Monitoring highly redundant operations

Not to pick on Dave, since I suspect he is going to have to face
the Microsoft PR department for re-indoctrination for speaking out
of turn, I'm glad to see someone from microsoft made an appearance.

But he does raise an interesting problem. How do you know if your
highly redudant, diverse, etc system has a problem. With an ordinary
system its easy. It stops working. In a highly redudant system you
can start losing critical components, but not be able to tell if
your operation is in fact seriously compromised, because it continues
to "work."

As many of us have found out as we moved from simple networks to more
complex networks, the network management is often much harder than
the architecture of the network itself. Instead of relying on being
notified when stuff "breaks" you have to actively monitor the state
of your systems. Fairly frequently I see cases where the backup system
failed, but no one knows about it until after the primary system also
fails.

From the typical monitoring stations Dave sees, everything appears

"normal." Yet, out in the real world there is a problem. Like most
things its rarely a single thing that breaks, but chain of problems
resulting in the final failure. So what should you be monitoring
in addition to the typical graphs and logins to detect the problem
seen by Microsot yesterday and today?

[ On , January 24, 2001 at 14:31:20 ( -0800), Sean Donelan wrote: ]

Subject: Monitoring highly redundant operations

But he does raise an interesting problem. How do you know if your
highly redudant, diverse, etc system has a problem. With an ordinary
system its easy. It stops working. In a highly redudant system you
can start losing critical components, but not be able to tell if
your operation is in fact seriously compromised, because it continues
to "work."

The real problem is that the most critical part of the puzzle has _not_
been made "highly redundant" in this case.

If at least one of your registered authoritative DNS servers are not
responding from the point of view of any _and_ every user on the
Internet, your hosts (MX records, etc.) don't exist for those people and
their e-mail to you may well bounce and they will not view your web
pages.

The only way to ensure that your DNS is highly redundant and working is
to ensure that you've got maximum possible dispersion of _registered_
authoritative servers throughout the network geography, just like the
root and TLD servers are widely distributed.

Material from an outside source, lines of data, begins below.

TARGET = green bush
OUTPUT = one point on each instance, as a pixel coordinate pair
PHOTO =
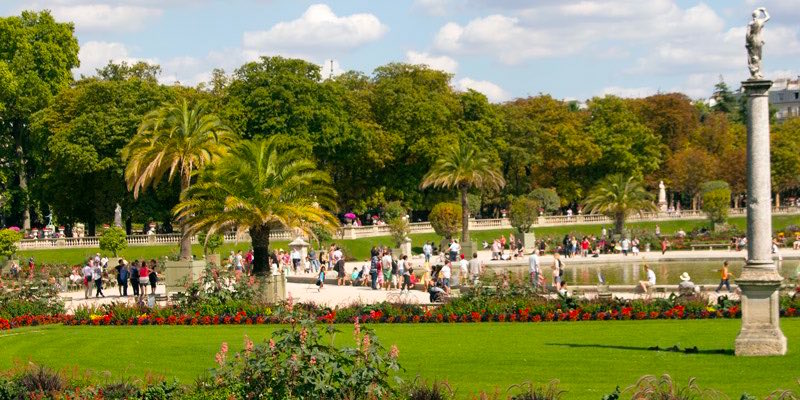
(716, 196)
(547, 198)
(524, 212)
(446, 219)
(295, 361)
(113, 240)
(392, 210)
(8, 242)
(210, 242)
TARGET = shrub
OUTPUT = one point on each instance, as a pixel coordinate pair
(293, 363)
(523, 214)
(210, 242)
(716, 197)
(393, 209)
(8, 242)
(399, 229)
(446, 219)
(113, 240)
(547, 198)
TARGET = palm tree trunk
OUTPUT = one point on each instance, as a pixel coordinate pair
(464, 215)
(259, 236)
(186, 237)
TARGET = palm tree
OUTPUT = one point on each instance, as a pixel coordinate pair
(175, 139)
(618, 197)
(463, 167)
(260, 188)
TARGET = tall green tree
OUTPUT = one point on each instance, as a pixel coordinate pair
(259, 188)
(627, 145)
(463, 167)
(618, 196)
(36, 57)
(84, 129)
(175, 140)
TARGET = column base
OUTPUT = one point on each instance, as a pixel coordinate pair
(761, 333)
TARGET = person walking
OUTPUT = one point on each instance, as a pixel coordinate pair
(134, 273)
(725, 277)
(534, 270)
(122, 277)
(152, 276)
(87, 278)
(97, 276)
(475, 268)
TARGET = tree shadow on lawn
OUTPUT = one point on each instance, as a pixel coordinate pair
(673, 349)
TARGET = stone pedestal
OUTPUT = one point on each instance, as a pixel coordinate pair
(178, 274)
(761, 334)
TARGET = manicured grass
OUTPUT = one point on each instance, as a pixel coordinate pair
(359, 248)
(589, 358)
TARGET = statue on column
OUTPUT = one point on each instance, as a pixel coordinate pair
(754, 42)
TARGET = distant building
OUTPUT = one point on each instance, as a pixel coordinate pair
(784, 96)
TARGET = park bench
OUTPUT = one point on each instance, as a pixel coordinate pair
(710, 246)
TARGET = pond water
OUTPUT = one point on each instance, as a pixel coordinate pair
(701, 272)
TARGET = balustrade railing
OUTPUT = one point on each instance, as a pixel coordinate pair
(355, 232)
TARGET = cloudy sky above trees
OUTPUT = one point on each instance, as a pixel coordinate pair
(572, 49)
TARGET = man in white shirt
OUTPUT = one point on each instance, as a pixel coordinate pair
(455, 248)
(626, 245)
(445, 275)
(475, 268)
(87, 278)
(427, 250)
(535, 271)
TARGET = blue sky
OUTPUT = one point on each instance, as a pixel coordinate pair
(571, 49)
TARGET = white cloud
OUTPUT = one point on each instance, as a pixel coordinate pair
(442, 63)
(105, 17)
(493, 92)
(318, 29)
(97, 54)
(570, 27)
(632, 92)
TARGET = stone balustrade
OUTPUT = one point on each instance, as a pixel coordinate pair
(356, 232)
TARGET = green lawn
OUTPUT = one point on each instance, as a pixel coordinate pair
(589, 358)
(359, 248)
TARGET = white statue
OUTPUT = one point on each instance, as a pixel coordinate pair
(754, 42)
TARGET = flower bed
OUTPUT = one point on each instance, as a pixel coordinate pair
(381, 313)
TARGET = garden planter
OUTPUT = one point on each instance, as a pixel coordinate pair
(178, 274)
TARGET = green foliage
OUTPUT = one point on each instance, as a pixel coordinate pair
(523, 214)
(546, 198)
(257, 187)
(394, 210)
(445, 219)
(716, 196)
(114, 239)
(8, 242)
(617, 197)
(400, 229)
(210, 242)
(302, 363)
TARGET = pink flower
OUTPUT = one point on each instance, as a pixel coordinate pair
(303, 336)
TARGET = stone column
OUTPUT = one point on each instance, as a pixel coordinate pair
(760, 282)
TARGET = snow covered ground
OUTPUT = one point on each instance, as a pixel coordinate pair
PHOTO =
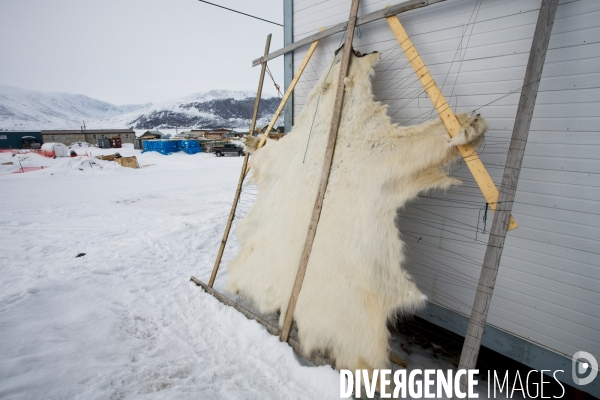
(124, 321)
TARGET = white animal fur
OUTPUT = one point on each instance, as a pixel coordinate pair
(354, 281)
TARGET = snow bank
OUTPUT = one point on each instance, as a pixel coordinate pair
(124, 321)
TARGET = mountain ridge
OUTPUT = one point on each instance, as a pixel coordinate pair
(23, 109)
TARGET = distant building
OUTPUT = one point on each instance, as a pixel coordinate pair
(194, 134)
(151, 135)
(20, 139)
(69, 137)
(217, 133)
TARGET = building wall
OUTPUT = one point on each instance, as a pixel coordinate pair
(92, 138)
(548, 287)
(125, 137)
(67, 138)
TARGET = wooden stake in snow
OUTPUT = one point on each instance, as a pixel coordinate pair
(510, 178)
(335, 124)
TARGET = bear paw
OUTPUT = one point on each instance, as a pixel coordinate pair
(470, 131)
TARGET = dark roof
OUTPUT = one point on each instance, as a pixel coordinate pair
(79, 131)
(18, 132)
(216, 129)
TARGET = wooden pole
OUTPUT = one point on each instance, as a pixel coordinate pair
(213, 275)
(482, 177)
(335, 124)
(286, 96)
(341, 27)
(491, 260)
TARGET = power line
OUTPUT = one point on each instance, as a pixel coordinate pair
(239, 12)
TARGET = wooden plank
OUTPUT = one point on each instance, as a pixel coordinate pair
(286, 96)
(510, 178)
(238, 191)
(335, 123)
(365, 19)
(482, 177)
(316, 358)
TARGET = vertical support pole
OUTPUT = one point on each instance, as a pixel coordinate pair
(510, 178)
(286, 97)
(335, 124)
(288, 61)
(213, 275)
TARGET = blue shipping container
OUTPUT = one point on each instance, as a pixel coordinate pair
(189, 146)
(162, 146)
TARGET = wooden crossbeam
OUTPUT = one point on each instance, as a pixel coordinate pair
(286, 97)
(482, 177)
(333, 131)
(342, 26)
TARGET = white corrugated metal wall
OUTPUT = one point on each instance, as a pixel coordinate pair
(548, 288)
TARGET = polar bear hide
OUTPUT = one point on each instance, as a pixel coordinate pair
(354, 280)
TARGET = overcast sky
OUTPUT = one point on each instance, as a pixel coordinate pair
(136, 51)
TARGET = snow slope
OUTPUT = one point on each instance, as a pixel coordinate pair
(124, 321)
(216, 108)
(22, 109)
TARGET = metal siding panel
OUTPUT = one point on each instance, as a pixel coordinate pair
(547, 288)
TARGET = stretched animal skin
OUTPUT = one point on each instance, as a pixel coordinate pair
(354, 280)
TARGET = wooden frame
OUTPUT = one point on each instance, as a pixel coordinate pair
(238, 192)
(333, 130)
(510, 178)
(468, 152)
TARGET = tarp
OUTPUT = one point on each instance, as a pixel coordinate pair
(55, 150)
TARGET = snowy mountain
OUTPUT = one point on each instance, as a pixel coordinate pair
(222, 108)
(22, 109)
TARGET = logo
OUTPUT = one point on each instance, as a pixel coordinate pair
(584, 363)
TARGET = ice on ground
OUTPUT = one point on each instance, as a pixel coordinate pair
(124, 321)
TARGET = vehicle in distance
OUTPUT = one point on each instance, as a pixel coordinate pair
(231, 149)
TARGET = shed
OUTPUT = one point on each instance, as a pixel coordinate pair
(546, 303)
(115, 142)
(55, 150)
(104, 143)
(19, 139)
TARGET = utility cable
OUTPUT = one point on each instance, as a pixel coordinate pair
(239, 12)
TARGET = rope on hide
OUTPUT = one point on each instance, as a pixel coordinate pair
(319, 100)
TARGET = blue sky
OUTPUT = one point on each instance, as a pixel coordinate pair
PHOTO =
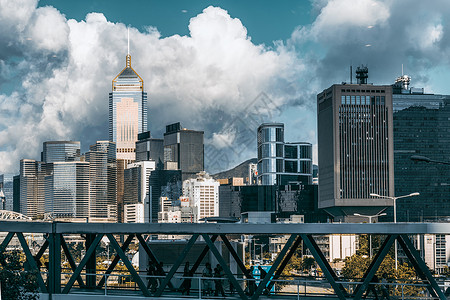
(222, 67)
(266, 21)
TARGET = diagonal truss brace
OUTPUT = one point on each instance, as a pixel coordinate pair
(420, 266)
(324, 265)
(127, 263)
(115, 260)
(83, 262)
(31, 261)
(152, 257)
(278, 260)
(374, 265)
(224, 265)
(284, 263)
(176, 265)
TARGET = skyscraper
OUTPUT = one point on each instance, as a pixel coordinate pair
(148, 148)
(127, 111)
(355, 143)
(203, 193)
(127, 118)
(421, 127)
(32, 187)
(137, 187)
(281, 163)
(183, 150)
(103, 180)
(67, 189)
(60, 151)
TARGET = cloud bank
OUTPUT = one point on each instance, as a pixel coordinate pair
(55, 73)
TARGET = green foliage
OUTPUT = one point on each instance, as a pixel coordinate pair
(16, 283)
(356, 266)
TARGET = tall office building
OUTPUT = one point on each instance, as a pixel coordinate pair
(355, 143)
(183, 150)
(32, 187)
(67, 189)
(6, 186)
(148, 148)
(203, 193)
(421, 127)
(127, 111)
(103, 180)
(137, 188)
(60, 151)
(281, 163)
(127, 118)
(165, 184)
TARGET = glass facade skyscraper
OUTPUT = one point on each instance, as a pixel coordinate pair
(184, 149)
(421, 127)
(57, 151)
(127, 111)
(67, 190)
(103, 180)
(281, 163)
(355, 147)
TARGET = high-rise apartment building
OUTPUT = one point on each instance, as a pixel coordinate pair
(137, 188)
(164, 184)
(281, 163)
(32, 187)
(60, 151)
(67, 189)
(183, 150)
(148, 148)
(127, 118)
(103, 180)
(203, 193)
(6, 186)
(421, 127)
(355, 147)
(127, 111)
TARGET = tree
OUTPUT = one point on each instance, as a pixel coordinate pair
(357, 264)
(16, 282)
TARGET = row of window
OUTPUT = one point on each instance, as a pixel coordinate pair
(362, 100)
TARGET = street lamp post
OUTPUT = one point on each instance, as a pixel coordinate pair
(395, 214)
(370, 221)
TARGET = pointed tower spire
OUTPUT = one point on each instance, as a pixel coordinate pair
(128, 61)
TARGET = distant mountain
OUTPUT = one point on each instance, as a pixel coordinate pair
(239, 171)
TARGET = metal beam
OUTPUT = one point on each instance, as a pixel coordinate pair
(5, 243)
(71, 261)
(41, 252)
(83, 262)
(202, 255)
(153, 258)
(263, 283)
(213, 228)
(116, 260)
(233, 253)
(225, 268)
(54, 272)
(129, 266)
(283, 264)
(420, 266)
(324, 265)
(374, 265)
(31, 262)
(176, 265)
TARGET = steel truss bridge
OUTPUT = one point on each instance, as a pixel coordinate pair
(55, 244)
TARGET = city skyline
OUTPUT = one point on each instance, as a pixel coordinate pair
(58, 60)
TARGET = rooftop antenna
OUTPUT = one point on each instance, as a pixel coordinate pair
(351, 75)
(128, 60)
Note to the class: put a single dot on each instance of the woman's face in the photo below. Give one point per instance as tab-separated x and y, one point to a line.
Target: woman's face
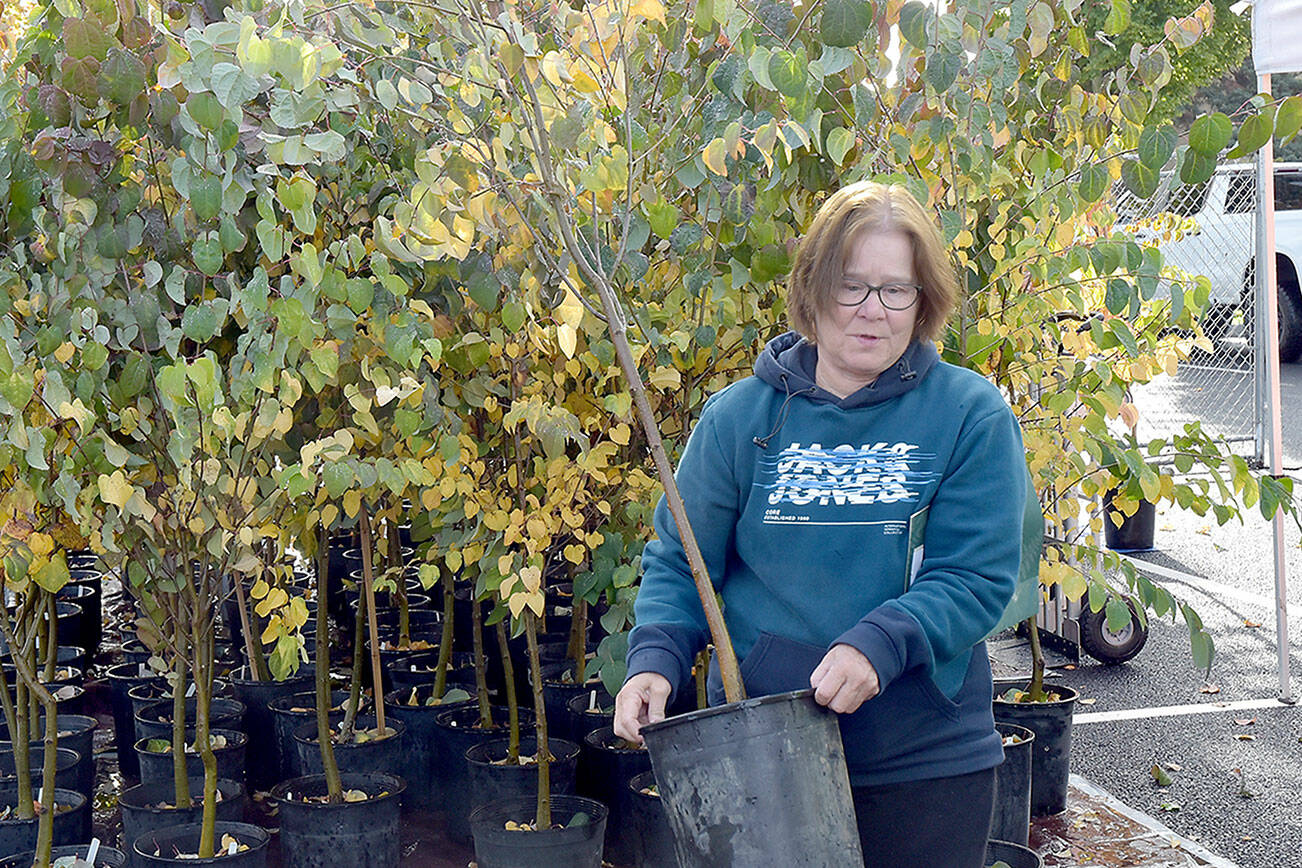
857	344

Note this is just as important (if not more so!) for any delegated
sub-domains in your zone too, and equally important for any related
zones (eg. passport.com in this case).

The only really effective way to measure the effectiveness of your
nameserver dispersion is to make it terribly easy for anyone anywhere to
report any problems they percieve to you via as many optional channels
as possible -- you can't be everywhere at once, but if you make it easy
for people to send you information out-of-band then you'll get lots of
early warning when various chunks of the Internet can't see your
nameservers and/or your other hosts.

Now if the majority of DNS cache server operators don't get too paranoid
you could try to set up a mesh of equally widely dispersed monitoring
systems that cross-check the availability of test records from your zone
by querying any number of regional and remote cache servers. You'd make
the TTL of these test records the minimum recommended by major
nameserver software vendors (300 seconds?) and then query the whole
group every TTL+N seconds. Obviously you're probably going to have to
report your results out-of-band, and/or have independent people at each
monitoring site who are responsible for investigating problems
immediately and doing what they can locally to resolve as them.

Not to pick on Dave, since I suspect he is going to have to face
the Microsoft PR department for re-indoctrination for speaking out
of turn, I'm glad to see someone from microsoft made an appearance.

out of curiosity, how do you know he's really from microsoft,
whether unofficial or not?
(he might be one of those LIENUX ZeAlOtS.)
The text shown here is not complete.